For an economy which is running close to what appears to be full employment, this might appear rather surprising. But the headline unemployment rate, currently 4.4%, understates the degree of slack in the US labour market. The so-called U6 rate which adds in “marginally attached” workers – defined as “those who currently are neither working nor looking for work but indicate that they want and are available for a job and have looked for work sometime in the past 12 months” – is still at 8.6%. This is slightly higher than the previous cyclical trough in 2007 when it reached 8.0%, and significantly above the low of 6.8% recorded in October 2000. Arguably, therefore, the jobless rate can still fall a little further before wage and price inflation starts to become more of an issue.

The UK shows a similar – indeed, perhaps more extreme – picture with the unemployment rate in the three months to May at its lowest since 1975 whereas the rate of wage inflation, at 1.8%, is a full percentage point below that recorded last November. As in the US, there is a significant amount of spare capacity in the labour market. Currently, 12% of those working in part-time employment are doing so because they cannot find full-time employment. Whilst this is down from a peak of 18.5% in 2013, it is still higher than the 8-9% range recorded before the recession of 2008-09 and points to a certain degree of involuntary underemployment. This in turn suggests that there have been structural changes in the labour market which have impacted on the traditional relationship between headline unemployment and wage inflation.

For many decades, economists have focused on the negative relationship between wage inflation and unemployment first postulated by Bill Phillips in the 1950s. In its simplest form, this suggests that policymakers face a trade-off between unemployment and inflation. In practice, the relationship holds only in the short-term, if at all. What is notable, however, is that in the UK and US there has been a flattening of the curve in recent years, suggesting that any negative relationship between wages and unemployment is even weaker today than in the past. 

This is illustrated for the UK in the chart below, based on an idea presented in Andy Haldane’s recent speech entitled “Work, Wages and Monetary Policy.” The chart shows the trend derived from a linear regression of wage inflation on the unemployment rate over various periods. Two features are evident: Most obviously, the line has moved down reflecting the fact that over time inflation in the UK has fallen. But it is also notable that the slope of the line has become shallower. In other words, UK wage inflation has become less sensitive to changes in the unemployment rate. To illustrate the implications of this, we assess the wage inflation rate consistent with an unemployment rate of 5.5% and how this would change if unemployment fell to 4.5% (current levels).

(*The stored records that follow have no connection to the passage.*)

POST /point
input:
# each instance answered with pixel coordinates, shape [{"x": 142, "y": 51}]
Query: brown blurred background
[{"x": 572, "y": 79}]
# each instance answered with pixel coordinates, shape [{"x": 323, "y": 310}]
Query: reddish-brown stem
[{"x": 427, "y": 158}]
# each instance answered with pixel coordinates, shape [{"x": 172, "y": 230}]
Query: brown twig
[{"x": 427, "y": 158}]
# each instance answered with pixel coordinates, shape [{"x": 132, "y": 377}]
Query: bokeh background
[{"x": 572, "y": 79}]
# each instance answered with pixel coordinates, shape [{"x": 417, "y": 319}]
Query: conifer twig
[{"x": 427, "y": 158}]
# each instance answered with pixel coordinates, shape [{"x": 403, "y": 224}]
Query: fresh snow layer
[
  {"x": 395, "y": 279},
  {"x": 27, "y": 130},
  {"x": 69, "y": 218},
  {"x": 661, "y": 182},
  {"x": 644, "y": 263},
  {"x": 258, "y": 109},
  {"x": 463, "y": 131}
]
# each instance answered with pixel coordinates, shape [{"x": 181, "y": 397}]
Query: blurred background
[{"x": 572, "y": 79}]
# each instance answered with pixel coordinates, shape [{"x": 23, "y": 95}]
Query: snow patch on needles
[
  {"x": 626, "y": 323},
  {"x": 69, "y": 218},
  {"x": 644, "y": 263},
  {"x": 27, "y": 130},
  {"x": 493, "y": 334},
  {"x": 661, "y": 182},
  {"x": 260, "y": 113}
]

The results are shown in the table (below). Simply put, an unemployment rate of 5.5% would be associated with wage inflation of 14% on the basis of the relationship over the period 1971-1997, falling to 4.1% between 1998-2012 and just 2.1% on the basis of the data for 2013-2016. But what is also interesting is a one percentage point fall in the jobless rate to 4.5% has a much smaller impact based on recent years’ data than in the pre-recession period. For example, this might have been expected to produce a 0.9 percentage point rise in wage inflation over the 1997-2012 period compared to a 0.5pp rise based on recent data.

Space considerations preclude a look at the reasons for the weaker sensitivity of wage inflation to labour market conditions. It may be the result of factors such as a lower degree of unionisation; the more widespread use of zero hours contracts and the rise of the gig economy, all of which have raised the degree of slack which the headline unemployment rate does not capture. But what the analysis does suggest is that policymakers can afford to spend less time worrying about the impact of low unemployment on wage inflation. There may be a case for higher interest rates but it is not to be found in the labour market.

As a final thought, I am struck by certain parallels with Japan. Following the bursting of the bubble economy, the Japanese authorities failed to spot the structural factors which led the economy to the brink of deflation, notably an ageing demographic profile which prompted a switch towards saving rather than consumption. The one factor we might be missing today is the impact of automation, which threatens a significant substitution of capital for labour and which could put downward pressure on the relative price of labour. I would thus not be in a hurry to raise interest rates to counter a wage inflation threat which has so far failed to materialise.